Moko bacterial wilt is the principal bacterial disease limiting plantain production in Latin America and the Caribbean, and it is primarily spread between farms and regions via planting material. Moko disease can destroy up to 75% of crop production in an affected area and annual losses in the region have been calculated to be more than USD $100 million. Most farmers use chemical products, such as disinfectants, herbicides and insecticides to prevent disease dissemination.

Through RTB, CIAT is collaborating with Bioversity and IITA on introducing hybrids and evaluating them for their agronomic performance; resistance to diseases, including Moko and Sigatoka diseases; and acceptability to farmers for consumption or agroindustry in Colombia.

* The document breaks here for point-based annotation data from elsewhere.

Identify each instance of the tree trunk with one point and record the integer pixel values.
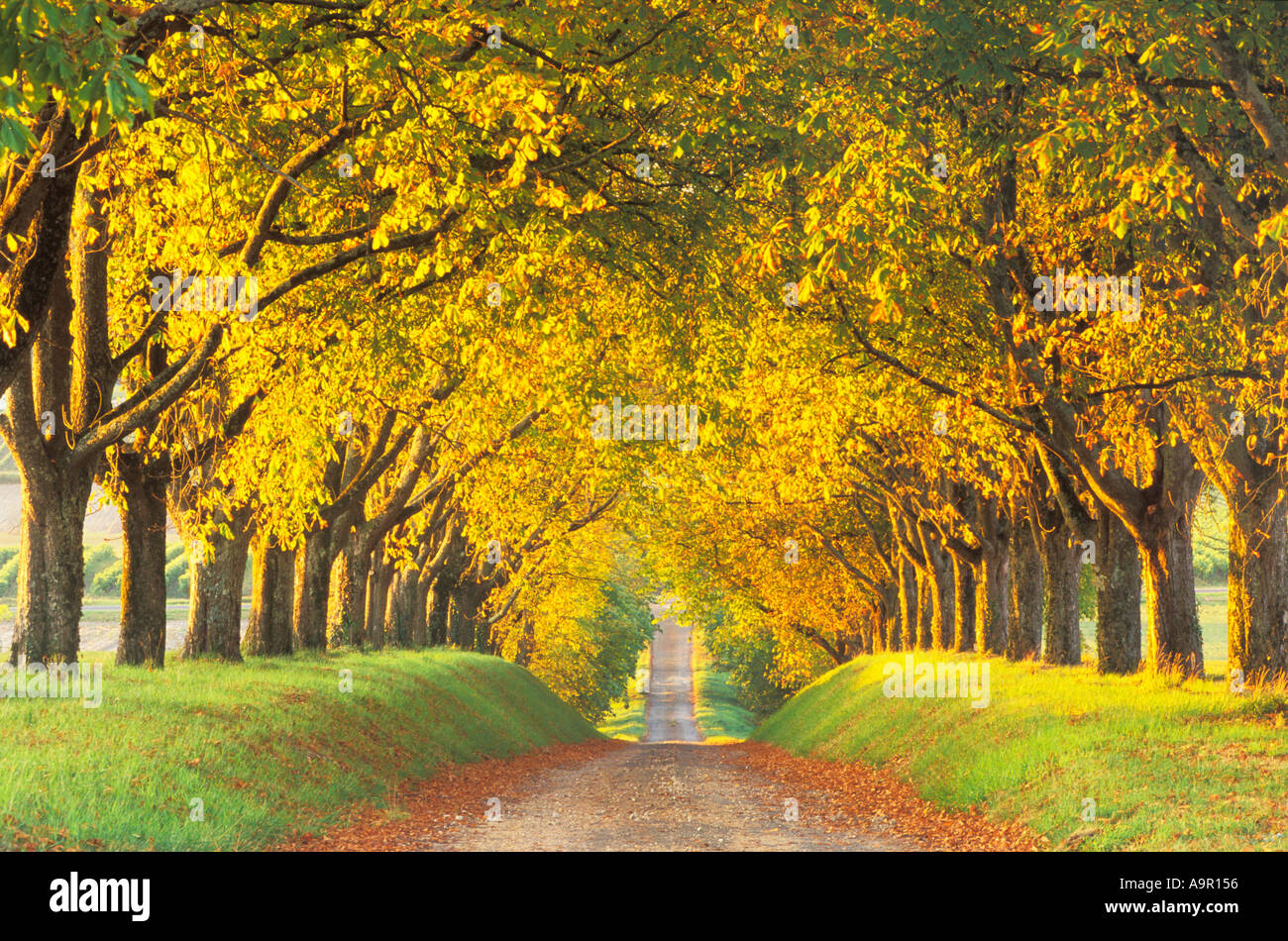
(377, 597)
(143, 521)
(347, 609)
(907, 636)
(1026, 593)
(439, 606)
(463, 614)
(312, 585)
(1117, 597)
(1061, 575)
(420, 613)
(1258, 583)
(993, 600)
(215, 591)
(928, 613)
(964, 605)
(399, 606)
(944, 596)
(1171, 610)
(268, 634)
(51, 570)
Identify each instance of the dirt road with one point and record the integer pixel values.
(668, 793)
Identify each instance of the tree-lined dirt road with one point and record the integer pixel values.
(669, 791)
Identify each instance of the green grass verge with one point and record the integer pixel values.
(720, 717)
(627, 720)
(1170, 766)
(269, 747)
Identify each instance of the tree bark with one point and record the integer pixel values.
(143, 524)
(1026, 593)
(215, 593)
(268, 632)
(1061, 575)
(347, 608)
(964, 605)
(51, 571)
(1171, 609)
(909, 606)
(313, 563)
(1258, 583)
(377, 597)
(993, 601)
(1117, 597)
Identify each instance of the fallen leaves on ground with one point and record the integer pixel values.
(425, 812)
(864, 797)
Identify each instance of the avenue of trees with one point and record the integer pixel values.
(336, 286)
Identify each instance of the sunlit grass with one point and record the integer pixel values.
(267, 747)
(627, 720)
(1171, 764)
(719, 716)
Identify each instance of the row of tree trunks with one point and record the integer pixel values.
(268, 634)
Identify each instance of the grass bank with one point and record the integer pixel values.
(1167, 765)
(715, 700)
(261, 750)
(627, 721)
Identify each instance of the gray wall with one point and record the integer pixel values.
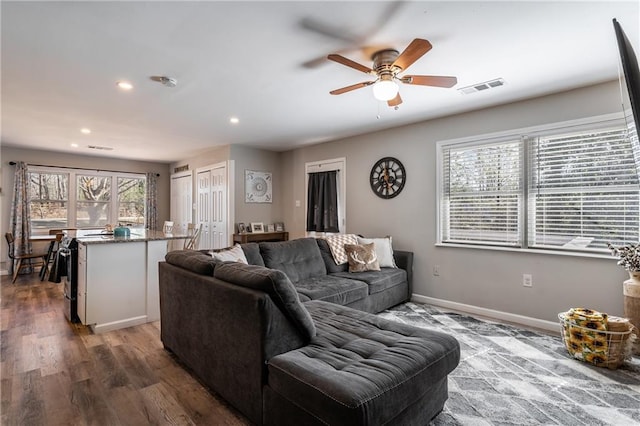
(51, 158)
(246, 158)
(485, 278)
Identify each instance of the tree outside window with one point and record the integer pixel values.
(49, 198)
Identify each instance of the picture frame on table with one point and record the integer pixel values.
(257, 227)
(242, 229)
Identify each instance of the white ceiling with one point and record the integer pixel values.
(61, 60)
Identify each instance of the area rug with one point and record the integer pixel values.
(512, 376)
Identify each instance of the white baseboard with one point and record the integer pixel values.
(489, 313)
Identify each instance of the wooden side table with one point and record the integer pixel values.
(260, 236)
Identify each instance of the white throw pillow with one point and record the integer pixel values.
(233, 254)
(384, 251)
(336, 244)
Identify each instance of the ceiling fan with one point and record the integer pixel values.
(387, 64)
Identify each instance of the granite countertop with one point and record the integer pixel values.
(137, 235)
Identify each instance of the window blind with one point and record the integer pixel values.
(583, 190)
(481, 194)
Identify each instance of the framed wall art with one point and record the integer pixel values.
(257, 187)
(257, 227)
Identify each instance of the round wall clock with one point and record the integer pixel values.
(387, 177)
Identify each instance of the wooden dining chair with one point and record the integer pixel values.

A plantain cultivar susceptible to Moko disease (left), compared with a resistant plantain hybrid (right), both established in sites with presence of Ralstonia solanacearum, the bacterium that causes Moko disease

With combined funding from FONTAGRO and RTB, interdisciplinary teams of scientists from CIAT, CIRAD and regional and national partners, have been working on improving the production of clean planting material through the development of innovative and cost-effective mass propagation systems as part of a disease management strategy.

A significant development is the use of thermotherapy chambers for mass propagation of disease-free planting materials. CIAT designed and piloted an inexpensive, efficient and completely automatic system to produce clean planting materials: Using corms, which are first disinfected in a solution of insecticide and fungicide, and then subject to the technique of accelerated reproduction of planting material, the thermal chambers clean infected material by heat generated with a polyethylene cover and solar radiation. The plants stay inside the chamber around 20 days at a temperature of 51 – 55 °C.

Once the conditions needed to propagate planting materials were determined, a larger thermal chamber was constructed that is currently producing pathogen-free planting material for 7,000 farmers in central Colombia.

The thermotherapy chamber implemented in central Colombia guarantees farmers access to clean and high quality planting material

“I produce my own planting material in the thermal chamber and obviously it comes out very clean”, narrates Silverio González, an agronomist at the National Federation of Plantain Producers of Colombia (FEDEPLÁTANO). “This is an innovative system for large-scale production. The planting materials are completely homogeneous and the production with thermotherapy assures that it happens in a pathogen-free environment.”

“After planting the clean planting materials in the field there are no losses and replanting becomes unnecessary, as it presents better establishment in the field”, adds Alejandro Montaña, a Colombian producer. “Further, the first production cycle is shortened by 1.5 months and the production of suckers starts earlier in comparison with crops established using suckers or in vitro plants as planting material”.

Dr. Rony Swennen, IITA Breeder (left), Elizabeth Alvarez, CIAT Plant Pathologist and Silverio Gonzalez, Plantain Producer, in front of a plantain genotype resistant to Moko disease at Armenia, Quindio farm in Colombia

The technology has since been adopted by at least 10 nurseries or planting material production centers in Colombia. CIAT scientists helped nursery entrepreneurs to improve their production processes and scale the technology out, while involving female household heads in preparations for planting material production and caring for plantlets.

Conducted trials to evaluate the propagation rate inside the thermotherapy chamber found that monthly production increased by as much as 90 plantlets, from 15 suckers per square meter. A total production of 980,000 plantlets was propagated and distributed to farmers in 2014.